La BWE presse Berlin d’augmenter les prix d’approvisionnement national de l’énergie éolienne produite sur terre de 9,6 cents par kilowattheure. Selon M. Gerder, le taux actuel de huit cents proposé par le gouvernement n’est pas suffisant pour convaincre les banques d’augmenter les fonds nécessaires aux développement de nouveaux parcs éoliens ou pour étendre les réseaux électriques.
Le capital humain
Un manque de techniciens et d’ingénieurs qualifiés pèsent également lourds dans le secteur industriel. Selon M. Kjaer, qui a cité les exemples des groupes qui sont tout simplement incapables de pourvoir des dizaines de postes de travailleurs qualifiés, trouver suffisamment de travailleurs qualifiés est un défi gigantesque en Europe.
Il ajoute que l’Europe a besoin de former beaucoup plus de personnel technique et d’ingénieurs pour maintenir sa position de numéro un mondial dans le secteur de l’énergie éolienne.
S’attaquer aux objectifs
La Commission veut que l’éolien fournisse 12% de la capacité énergétique européenne d’ici 2020, par rapport au chiffre actuel de 3,7%. Pour atteindre ce sous objectif, 9,5 gigawatts de la nouvelle capacité énergétique éolienne a besoin d’être installés chaque année pendant les 12 prochaines années.
Etant donné les défis auxquels le secteur est confronté et la croissance qui devrait ralentir, craignent que le secteur industriel n’atteigne pas l’objectif. En 2007, seulement 8,5 gigawatts avaient été installés.
Néanmoins, le secteur éolien reste optimiste. Selon M. Kjaer, accroître le rendement de l’énergie éolienne de 1% chaque année par rapport aux années précédentes ne mettra pas le marché européen à rude épreuve.

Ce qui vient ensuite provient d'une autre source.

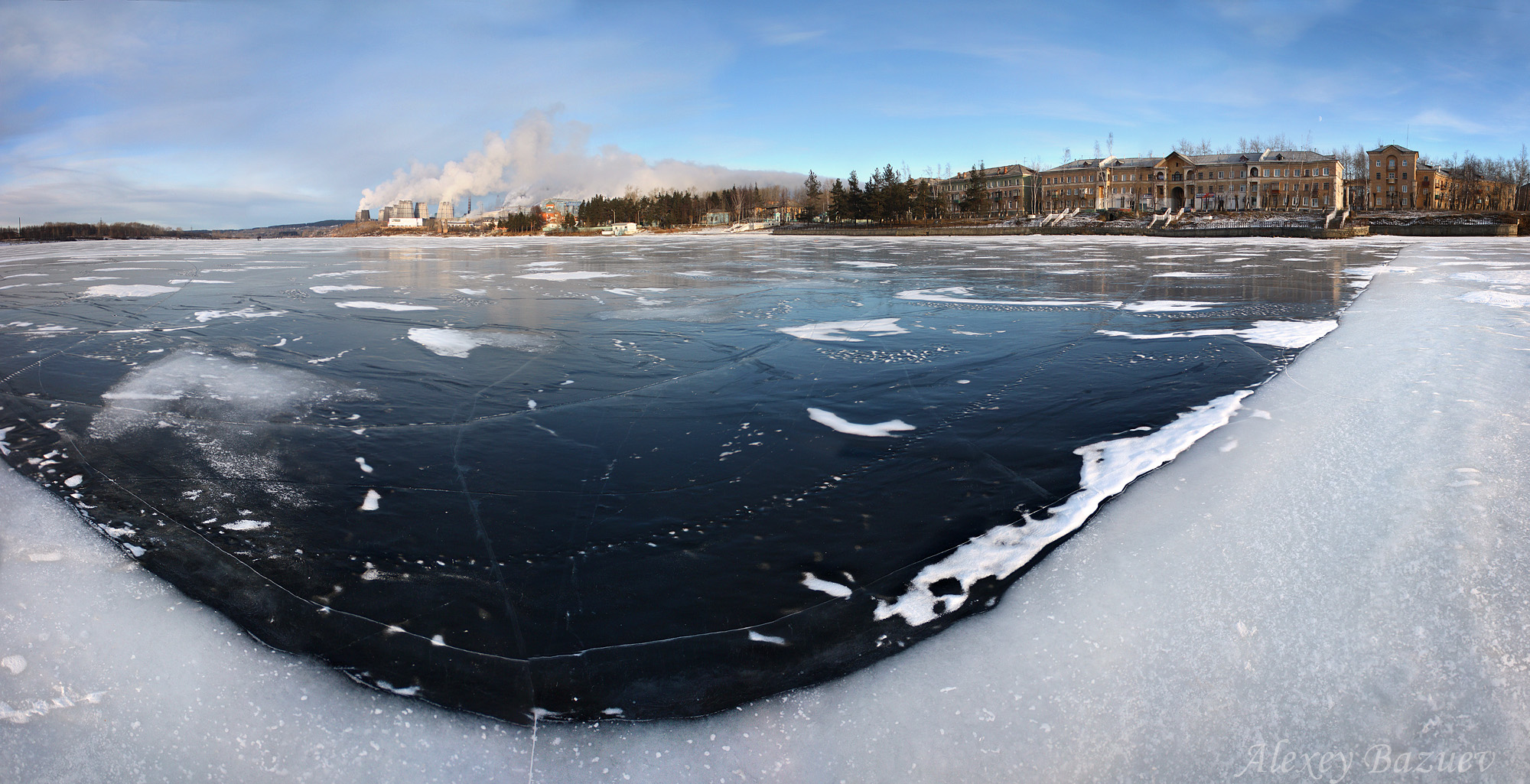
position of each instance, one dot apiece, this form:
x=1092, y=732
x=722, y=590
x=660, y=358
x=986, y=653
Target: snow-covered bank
x=1341, y=568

Cependant, il admet également que la demande mondiale en hausse puisse influencer la situation. Alors que la plupart des turbines vendues et installées dans le monde sont toujours construites par des entreprises européennes au sein même des frontières européennes, il se peut que la situation soit sur le point de changer.
Une nouvelle administration présidentielle américaine peut très bien être en mesure de présenter une politique plus favorable aux énergies renouvelables aux Etats-Unis. D’autre part, la demande de la Chine et de l’Inde ont peu de chances de diminuer. Selon M. Kjaer, les entreprises européennes pourraient être motivées pour travailler à l’extérieur des frontières européennes où la production est meilleur marché, où plus d’ingénieurs sont disponibles et les consommateurs plus proches. Plusieurs experts reconnaissent qu’un tel scénario est très vraisemblable si un taux de change élevé de l’euro provoque une hausse importante du prix de la production de turbines en Europe.